Chinese Buddhist bibliographer (445-518)

Sengyou (僧祐 (Sēngyòu); 445–518 AD) was a Buddhist monk and early medieval Chinese bibliographer and noted chiefly for being the author of Collected Records Concerning the Tripitaka (出三藏記集 Chu sanzang ji ji, T 2145), which includes a catalogue of Buddhist texts translated into Chinese, and the Collection on the Propagation and Clarification of Buddhism (弘明集 Hong Ming Ji, T 2102)

Sengyou's ancestral home was Xiapi in Pengcheng Commandery (northwest of modern Suining, Jiangsu). However, his father moved to Jiankang (建康), where he was born. His secular name was Yu. As a young boy he practiced devotions at Jianchu Monastery. At 14, rather than acquiesce to an arranged marriage, he took novice vows and entered Dinglin Monastery, Zhongshan in Jiankang. He was ordained as a bhikkhu aged 20 and received instruction in Vinaya by Faying (d.480). He became renown as a master of the Vinaya.

==Collected Records Concerning the Tripitaka==

Although there were earlier works of bibliography with respect to Buddhist texts at the time, Sengyou's Collected Records Concerning the Tripitaka (Chu sanzang ji ji) introduced important innovations in how the texts were arranged, including a hierarchy of authenticity. Not only were Buddhist texts continually trickling in along the Silk Road, but the Chinese had begun to pass off local productions as authentic Indian sutras. Sengyou proposed criteria for assessing the authenticity of Buddhist sutras at a time when many fake or apocryphal texts were in circulation. He was particularly focussed on the translator of a text, and this made him suspicious of unattributed texts. As Tanya Storch says, "Absence of information about the translator was a signal that it might be a compilation by a Chinese person who did not understand Sanskrit and had never studied Buddhism in the west [i.e. India].

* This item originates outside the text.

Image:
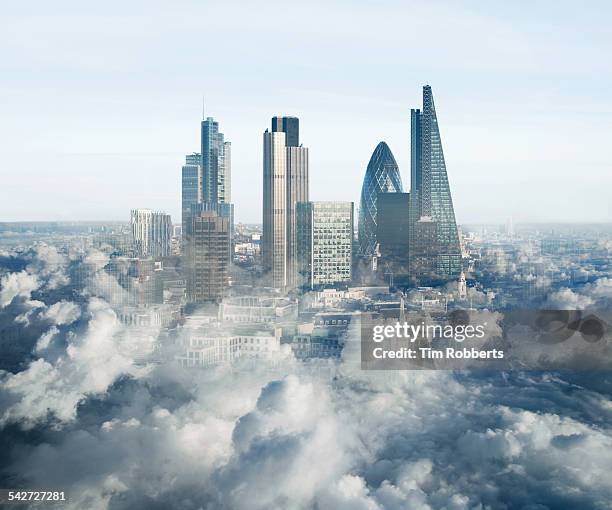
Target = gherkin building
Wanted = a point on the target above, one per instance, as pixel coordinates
(382, 176)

The Chu sanzang ji ji is presented in five sections

1. A discussion on the provenance of translated scriptures,
2. A record of (new) titles and their listings in earlier catalogues,
3. Prefaces to scriptures,
4. Miscellaneous treatises on specific doctrines, and
5. Biographies of translators.

"By subjecting Buddhist scriptures to the textual criticism similar to that applied to the Confucian classics, Sengyou managed to elevate the literary and social status of the Tripiṭaka.” At the Liang court, Sengyou's work was overshadowed by the catalogue of Baochang (寶唱) who produced his catalogue in 521 CE. However, it is Sengyou's catalogue that survives.

Sengyou was assisted in his literary work by his student, Liu Xie, who went on to write Wenxin Diaolong, an important work on literary aesthetics.

==Bibliography==

- Buswell, R and Lopez D. (Eds) The Princeton Encyclopedia of Buddhism.
- Knechtges David R. and Chang Taiping (eds). 2014. Ancient and Early Medieval Chinese Literature (vol. 2) Brill
- Storch, T. (2014). The History of Chinese Buddhist Bibliography. Amherst, NY: Cambria Press.